Our union shared in a common body.
Elias and Rebecca then Bertie and Arthur.
Now Sam and I continents away.
This is a split kind of love,
I think,
relatively speaking.

Two Women Speak


Dreaming, I fly face downwards
she says – over fields carved in sweat.
She twists her pendant,
the party unruly as playcentre.
We sit close – her dark curls touch my face -
drinking rough red like raspberry juice.
We shout over Led Zeppelin, the gyrating nostalgia
of 40-year-olds, parents now.
We talk about our men as if our lives
were not so different. To marry or not.
The case for vasectomies or tying tubes.
How we laugh and nearly cry.
I thought – you still go back to that bastard.
Her eyes reply – I get the crumbs.
They’re so delicious.

Letter to My Father

In old, old age life shrinks.
It folds like an accordion squeezed
to its last throaty squawks.
A spacious apartment funnels into
a room, a chair by a window.
Smiling caregivers bathe and dress you.
Your body, strong and supple,
that threw me into the shimmering sea
pretending to be a whale
is now bent,
legs withered to matchsticks,
skin, a mottled, leathery patchwork.
Yet … today on our walk
you raise your face to the sun, breathe deep.
Your white hair ruffles in the breeze.
Defiant and vulnerable,
you are where you never wanted to be.
Yet … you let it be.
It takes courage to know
how much you have to let go.
It is the memory of you
I am crafting now.

A Mighty Girl

So there were Kate and Lydia
and Alice and Grace
and Zoe and Danielle.
Others too.

Little girls of the nineties,
who laughed and fought, sometimes swore,
were not dressed
by their mothers.

Generation Y, who never stopped
asking why
if their slice of pie was gross or unfair,
faces tilted towards the sky.

Twenty-six now.

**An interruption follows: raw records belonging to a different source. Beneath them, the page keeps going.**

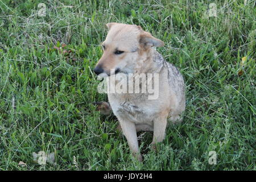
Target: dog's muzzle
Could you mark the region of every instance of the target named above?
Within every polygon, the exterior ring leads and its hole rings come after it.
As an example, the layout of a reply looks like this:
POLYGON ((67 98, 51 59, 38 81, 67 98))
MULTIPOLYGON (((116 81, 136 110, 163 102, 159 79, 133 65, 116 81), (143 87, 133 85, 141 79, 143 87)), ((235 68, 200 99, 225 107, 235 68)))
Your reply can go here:
POLYGON ((104 70, 101 67, 97 67, 93 69, 93 71, 94 72, 95 74, 96 74, 97 75, 99 75, 100 74, 104 72, 104 70))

The blonde bombshell
was no Marilyn
though she loved the glitter and bubbles
we throw and blow

as we walk behind
the white hearse
that carries her cardboard coffin
crammed with fluttering notes in crayon.

She was a lawyer, a roller blader, a kick
arse kind of girl with a shining heart.
She wanted to be CEO of Women’s Refuge.
She would have slayed them too!

Her last message on Facebook said
I hope you live a life you’re proud of.
Over and out. Not
how unfair.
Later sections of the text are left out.